West Texas Intermediate for May delivery fell as much as $1.40 to $47.28 a barrel in electronic trading on the New York Mercantile Exchange and was at $47.43 at 11 a.m. London time. The contract lost 19 cents to $48.68 on Monday. The volume of all futures traded was about 34 percent below the 100-day average for the time of day. Prices are down about 11 percent this year.
Iran Supplies
Brent for May settlement slid as much as $1.49, or 2.6 percent, to $54.80 a barrel on the London-based ICE Futures Europe exchange. It lost 12 cents to $56.29 a barrel on Monday. Prices are about 4 percent lower this quarter. The European benchmark crude traded at a premium of $7.58 to WTI.
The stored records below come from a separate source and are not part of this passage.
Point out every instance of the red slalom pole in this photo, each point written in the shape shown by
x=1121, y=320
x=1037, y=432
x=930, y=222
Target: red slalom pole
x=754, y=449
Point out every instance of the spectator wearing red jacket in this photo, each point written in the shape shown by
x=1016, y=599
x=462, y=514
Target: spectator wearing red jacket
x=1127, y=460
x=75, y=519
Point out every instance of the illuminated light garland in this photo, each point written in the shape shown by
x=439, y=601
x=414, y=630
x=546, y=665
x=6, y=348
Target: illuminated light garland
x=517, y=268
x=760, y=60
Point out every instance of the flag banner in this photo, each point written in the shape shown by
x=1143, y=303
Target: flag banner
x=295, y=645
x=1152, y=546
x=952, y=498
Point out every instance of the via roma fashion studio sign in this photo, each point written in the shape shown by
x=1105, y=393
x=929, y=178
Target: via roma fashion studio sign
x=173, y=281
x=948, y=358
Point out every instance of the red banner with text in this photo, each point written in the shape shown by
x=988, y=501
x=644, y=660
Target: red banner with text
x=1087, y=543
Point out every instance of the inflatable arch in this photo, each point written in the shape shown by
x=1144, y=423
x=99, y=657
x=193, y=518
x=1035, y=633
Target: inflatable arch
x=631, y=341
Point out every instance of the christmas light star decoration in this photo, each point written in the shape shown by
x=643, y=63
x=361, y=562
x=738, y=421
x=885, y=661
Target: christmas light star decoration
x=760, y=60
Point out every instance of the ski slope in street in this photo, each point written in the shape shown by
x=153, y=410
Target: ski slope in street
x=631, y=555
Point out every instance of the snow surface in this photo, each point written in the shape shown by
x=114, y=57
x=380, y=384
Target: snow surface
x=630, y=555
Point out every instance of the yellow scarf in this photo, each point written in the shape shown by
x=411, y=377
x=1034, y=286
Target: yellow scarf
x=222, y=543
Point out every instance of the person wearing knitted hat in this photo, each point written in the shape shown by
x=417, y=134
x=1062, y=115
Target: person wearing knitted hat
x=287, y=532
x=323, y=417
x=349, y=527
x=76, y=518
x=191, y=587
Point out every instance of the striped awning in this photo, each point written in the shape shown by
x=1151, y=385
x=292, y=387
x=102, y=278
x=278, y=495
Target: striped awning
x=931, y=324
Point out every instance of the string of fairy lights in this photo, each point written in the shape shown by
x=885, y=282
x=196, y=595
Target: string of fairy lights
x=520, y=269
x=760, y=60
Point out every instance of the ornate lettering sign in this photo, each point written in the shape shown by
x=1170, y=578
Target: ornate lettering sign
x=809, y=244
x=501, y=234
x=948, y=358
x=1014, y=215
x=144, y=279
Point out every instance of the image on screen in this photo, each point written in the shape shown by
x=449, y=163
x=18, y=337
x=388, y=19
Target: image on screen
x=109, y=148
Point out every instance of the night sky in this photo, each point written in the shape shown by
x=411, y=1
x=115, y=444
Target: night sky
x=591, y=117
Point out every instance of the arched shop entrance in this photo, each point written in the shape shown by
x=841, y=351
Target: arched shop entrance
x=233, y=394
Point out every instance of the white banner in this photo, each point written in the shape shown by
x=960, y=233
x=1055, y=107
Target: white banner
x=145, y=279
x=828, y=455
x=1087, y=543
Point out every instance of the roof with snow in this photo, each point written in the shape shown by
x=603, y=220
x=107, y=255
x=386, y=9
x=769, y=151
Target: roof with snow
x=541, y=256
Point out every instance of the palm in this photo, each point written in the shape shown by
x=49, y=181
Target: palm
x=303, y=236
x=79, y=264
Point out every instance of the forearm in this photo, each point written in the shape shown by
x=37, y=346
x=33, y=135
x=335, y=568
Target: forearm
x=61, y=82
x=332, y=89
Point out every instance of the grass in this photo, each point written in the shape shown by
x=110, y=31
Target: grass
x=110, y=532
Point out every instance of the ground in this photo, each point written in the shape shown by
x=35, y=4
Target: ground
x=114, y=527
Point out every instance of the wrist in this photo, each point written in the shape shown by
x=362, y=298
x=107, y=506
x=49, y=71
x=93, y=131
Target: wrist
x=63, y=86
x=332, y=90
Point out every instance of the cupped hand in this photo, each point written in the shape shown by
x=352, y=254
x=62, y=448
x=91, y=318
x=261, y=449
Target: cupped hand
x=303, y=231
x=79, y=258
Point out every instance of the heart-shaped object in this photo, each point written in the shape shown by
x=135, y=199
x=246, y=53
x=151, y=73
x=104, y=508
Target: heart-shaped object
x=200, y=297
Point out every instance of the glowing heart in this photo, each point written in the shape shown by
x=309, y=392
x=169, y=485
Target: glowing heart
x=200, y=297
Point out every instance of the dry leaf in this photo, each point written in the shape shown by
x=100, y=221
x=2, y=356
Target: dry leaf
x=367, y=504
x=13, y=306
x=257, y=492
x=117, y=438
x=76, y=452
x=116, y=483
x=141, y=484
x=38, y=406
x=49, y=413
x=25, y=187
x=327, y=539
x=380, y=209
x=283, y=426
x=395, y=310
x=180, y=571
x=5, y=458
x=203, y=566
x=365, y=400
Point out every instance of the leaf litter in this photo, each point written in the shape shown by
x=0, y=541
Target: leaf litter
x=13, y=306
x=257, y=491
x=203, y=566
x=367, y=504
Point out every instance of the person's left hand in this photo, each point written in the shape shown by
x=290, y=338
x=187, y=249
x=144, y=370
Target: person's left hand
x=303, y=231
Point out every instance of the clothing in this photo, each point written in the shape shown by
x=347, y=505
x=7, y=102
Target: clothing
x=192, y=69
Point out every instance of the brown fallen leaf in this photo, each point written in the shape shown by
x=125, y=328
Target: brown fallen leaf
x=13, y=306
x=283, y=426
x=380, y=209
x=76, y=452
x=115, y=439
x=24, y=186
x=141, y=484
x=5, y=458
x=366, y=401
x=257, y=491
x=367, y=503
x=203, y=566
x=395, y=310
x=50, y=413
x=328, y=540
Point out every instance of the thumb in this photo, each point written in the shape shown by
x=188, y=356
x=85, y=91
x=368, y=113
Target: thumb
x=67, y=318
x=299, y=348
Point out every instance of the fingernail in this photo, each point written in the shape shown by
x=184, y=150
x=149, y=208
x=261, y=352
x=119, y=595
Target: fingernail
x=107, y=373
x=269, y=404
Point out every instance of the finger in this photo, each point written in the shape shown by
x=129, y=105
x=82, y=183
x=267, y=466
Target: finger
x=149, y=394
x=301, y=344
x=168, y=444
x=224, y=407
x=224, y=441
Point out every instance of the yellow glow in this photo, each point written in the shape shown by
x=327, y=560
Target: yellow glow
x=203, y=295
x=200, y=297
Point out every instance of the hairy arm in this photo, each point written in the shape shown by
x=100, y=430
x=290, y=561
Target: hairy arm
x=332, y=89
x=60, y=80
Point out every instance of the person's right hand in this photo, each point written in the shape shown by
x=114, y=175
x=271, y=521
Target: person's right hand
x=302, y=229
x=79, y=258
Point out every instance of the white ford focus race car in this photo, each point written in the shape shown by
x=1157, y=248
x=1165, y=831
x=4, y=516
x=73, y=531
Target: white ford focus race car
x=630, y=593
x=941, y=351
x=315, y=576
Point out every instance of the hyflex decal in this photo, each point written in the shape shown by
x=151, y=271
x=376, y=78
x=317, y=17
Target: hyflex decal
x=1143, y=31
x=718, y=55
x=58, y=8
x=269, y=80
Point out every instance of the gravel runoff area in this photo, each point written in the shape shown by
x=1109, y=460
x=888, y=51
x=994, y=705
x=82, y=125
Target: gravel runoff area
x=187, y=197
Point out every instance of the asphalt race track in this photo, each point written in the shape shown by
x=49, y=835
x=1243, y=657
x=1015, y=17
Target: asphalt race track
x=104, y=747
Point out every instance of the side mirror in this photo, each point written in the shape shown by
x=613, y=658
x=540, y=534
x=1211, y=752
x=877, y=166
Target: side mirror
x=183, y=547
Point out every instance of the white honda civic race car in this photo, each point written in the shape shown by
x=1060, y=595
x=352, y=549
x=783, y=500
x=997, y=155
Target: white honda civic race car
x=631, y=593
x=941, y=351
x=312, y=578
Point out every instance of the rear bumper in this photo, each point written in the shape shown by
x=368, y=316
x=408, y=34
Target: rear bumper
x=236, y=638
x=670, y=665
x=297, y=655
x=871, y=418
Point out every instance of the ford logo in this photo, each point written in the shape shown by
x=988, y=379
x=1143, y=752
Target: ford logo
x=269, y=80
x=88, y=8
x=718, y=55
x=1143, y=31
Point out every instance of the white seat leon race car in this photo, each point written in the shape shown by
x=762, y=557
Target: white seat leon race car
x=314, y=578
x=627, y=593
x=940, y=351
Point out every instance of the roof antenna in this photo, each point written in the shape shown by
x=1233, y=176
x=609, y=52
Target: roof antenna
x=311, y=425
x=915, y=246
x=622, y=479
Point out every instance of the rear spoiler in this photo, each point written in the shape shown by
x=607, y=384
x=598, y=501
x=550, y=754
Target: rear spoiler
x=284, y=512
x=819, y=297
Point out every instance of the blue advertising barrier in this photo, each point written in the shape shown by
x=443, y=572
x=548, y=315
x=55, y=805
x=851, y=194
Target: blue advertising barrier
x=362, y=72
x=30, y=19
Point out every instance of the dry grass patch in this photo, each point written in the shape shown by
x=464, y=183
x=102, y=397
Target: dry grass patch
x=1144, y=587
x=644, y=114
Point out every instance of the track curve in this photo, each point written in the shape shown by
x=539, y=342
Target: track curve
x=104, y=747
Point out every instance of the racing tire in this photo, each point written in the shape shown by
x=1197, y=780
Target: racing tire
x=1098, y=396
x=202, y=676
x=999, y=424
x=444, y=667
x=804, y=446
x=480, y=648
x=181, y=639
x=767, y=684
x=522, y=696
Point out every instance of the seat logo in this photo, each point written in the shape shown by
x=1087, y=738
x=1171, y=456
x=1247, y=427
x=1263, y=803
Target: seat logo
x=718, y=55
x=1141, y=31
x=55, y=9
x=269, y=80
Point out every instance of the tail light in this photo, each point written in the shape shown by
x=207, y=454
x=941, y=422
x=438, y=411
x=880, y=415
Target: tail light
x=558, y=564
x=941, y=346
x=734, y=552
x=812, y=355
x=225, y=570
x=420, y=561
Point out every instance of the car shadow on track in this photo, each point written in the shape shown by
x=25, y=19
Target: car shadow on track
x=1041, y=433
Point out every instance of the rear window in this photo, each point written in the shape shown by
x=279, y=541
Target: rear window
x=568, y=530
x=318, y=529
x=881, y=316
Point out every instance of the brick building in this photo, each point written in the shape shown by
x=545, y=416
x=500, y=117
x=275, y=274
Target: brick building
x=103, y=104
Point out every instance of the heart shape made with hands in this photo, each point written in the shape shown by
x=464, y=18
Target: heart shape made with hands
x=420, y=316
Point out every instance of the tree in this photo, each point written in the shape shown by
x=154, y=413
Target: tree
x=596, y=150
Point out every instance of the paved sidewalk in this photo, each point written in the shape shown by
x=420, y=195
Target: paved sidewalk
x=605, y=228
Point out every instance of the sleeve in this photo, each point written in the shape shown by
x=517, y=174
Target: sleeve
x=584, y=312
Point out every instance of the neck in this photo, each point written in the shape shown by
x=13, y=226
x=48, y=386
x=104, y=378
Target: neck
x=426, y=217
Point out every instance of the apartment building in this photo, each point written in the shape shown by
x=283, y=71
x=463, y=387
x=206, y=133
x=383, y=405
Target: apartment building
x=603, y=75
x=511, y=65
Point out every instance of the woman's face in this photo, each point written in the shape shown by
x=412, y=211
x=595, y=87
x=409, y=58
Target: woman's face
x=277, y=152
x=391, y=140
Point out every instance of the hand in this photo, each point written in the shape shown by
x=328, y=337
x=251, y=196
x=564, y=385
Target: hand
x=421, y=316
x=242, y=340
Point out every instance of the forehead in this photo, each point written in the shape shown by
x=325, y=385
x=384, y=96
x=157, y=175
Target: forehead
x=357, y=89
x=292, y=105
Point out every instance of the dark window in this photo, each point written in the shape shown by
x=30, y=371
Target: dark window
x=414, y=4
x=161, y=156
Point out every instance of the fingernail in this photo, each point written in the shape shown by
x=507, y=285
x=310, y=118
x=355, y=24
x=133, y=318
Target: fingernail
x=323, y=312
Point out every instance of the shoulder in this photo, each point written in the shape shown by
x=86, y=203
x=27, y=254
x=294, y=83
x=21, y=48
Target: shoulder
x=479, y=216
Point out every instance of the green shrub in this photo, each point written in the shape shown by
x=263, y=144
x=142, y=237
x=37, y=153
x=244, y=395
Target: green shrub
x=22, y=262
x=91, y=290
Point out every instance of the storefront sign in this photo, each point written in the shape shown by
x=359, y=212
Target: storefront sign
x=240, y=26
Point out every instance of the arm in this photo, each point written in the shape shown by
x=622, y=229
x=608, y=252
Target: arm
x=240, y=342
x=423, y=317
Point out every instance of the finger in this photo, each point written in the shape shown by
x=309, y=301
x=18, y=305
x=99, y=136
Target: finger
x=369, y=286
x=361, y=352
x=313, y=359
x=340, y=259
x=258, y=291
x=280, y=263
Iran and world powers agreed to draft a new Chapter VII UN Security Council resolution, which will list the obligations of both sides, , Irannuc.ir said citing people familiar with the talks. The U.S. and France want a snapback mechanism that automatically reimposes sanctions should Iran violate the deal, the Iranian website reported.
‘Tricky Issues’
U.S. Secretary of State John Kerry said Monday, before the website’s report, that some “tricky issues” remain to be resolved if diplomats are to meet their timetable and reach an outline agreement on Iran’s nuclear program. Negotiators remain divided over the pace of easing sanctions and the research limits imposed on the Persian Gulf nation to ensure it can’t obtain nuclear weapons.
Iran could raise crude exports by 1 million barrels a day if sanctions were lifted, Oil Minister Bijan Namdar Zanganeh said March 16.
“If there’s an agreement, that could release a fair bit of oil into the market,” David Lennox, a resource analyst at Fat Prophets in Sydney, said by phone. “The price has been reasonably resilient given all the downside potential.”
U.S. crude stockpiles probably expanded further from a record last week, a Bloomberg survey showed before government data Wednesday.
In the U.S., crude inventories probably rose by 4.5 million barrels through March 27, according to the median forecast in the Bloomberg survey of six analysts before Wednesday’s Energy Information Administration report. Stockpiles have climbed the prior 11 weeks to 466.7 million, the highest level in weekly records from the Energy Department’s statistical arm dating back to August 1982.